Choosing a training provider and program that’s right for your business requires significant planning and evaluation. Whether your training program is for one employee or hundreds, there are a few key steps to take so that you ensure you’re hiring the right fit. To accomplish this, a business leader must first:

  1. Determine Your Training Needs
  2. Search for Trainers
  3. Source Training Quotes
  4. Commit to Your Training Plan

1. Determine Training Needs

First, specify exactly what you’re seeking from the training program. Starting with your organization’s needs is essential to making sure that you’ll receive the best training possible. Since most training providers offer customized solutions, it’s worthwhile to envision your ideal training program and then find providers that fit those needs. Next, map out your starting point (the current state of your organization’s skills), then identify where you’d like to be post-training. Hiring & training webinars are great tools for navigating this process.

The gap created between starting and end points provides a blank slate for which your training provider can provide a bridge to success.

Ask yourself:

  • What does training need to achieve?
  • Who needs training?
  • What is your timeline for start and completion?

Once you’ve developed a basic training plan, it’s easier to start exploring training providers who can deliver your ideal solution.

2. Search for Trainers

Next, you’ll need to develop a list of providers who can deliver the required training. It’s recommended that you complete this step as a two-phased process. First, start with a general list of all relevant corporate training providers. Don’t discriminate here; build a large list that you can use for later research. Step two, filter out non-ideal providers based on your organization’s criteria.

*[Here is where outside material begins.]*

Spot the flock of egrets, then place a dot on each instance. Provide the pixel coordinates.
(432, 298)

Developing criteria to evaluate training providers is highly personal to your company’s needs. Make sure to identify criteria that will help you make the best choice possible.

Training vendors are most often compared on:

  • Method of Delivery: Is the course structure focused on modules that are relevant to your training needs? Does the course presentation style (online, classroom, production floor) provide optimal support for the subject?
  • Trainer Background and Experience: What accreditations does the trainer have? How long have they been an established trainer? Does the trainer have positive reviews?
  • Fit with Company Culture: Does the trainer have a similar approach to operations (such as sales/marketing strategy) as your company? Will their training reinforce and be consistent with management’s goals for training?
  • Assessment of Learning: How will employees “complete” the training? Are they simply required to participate in all sessions, or is there an evaluation process following the program which accredits the retention of knowledge/skills?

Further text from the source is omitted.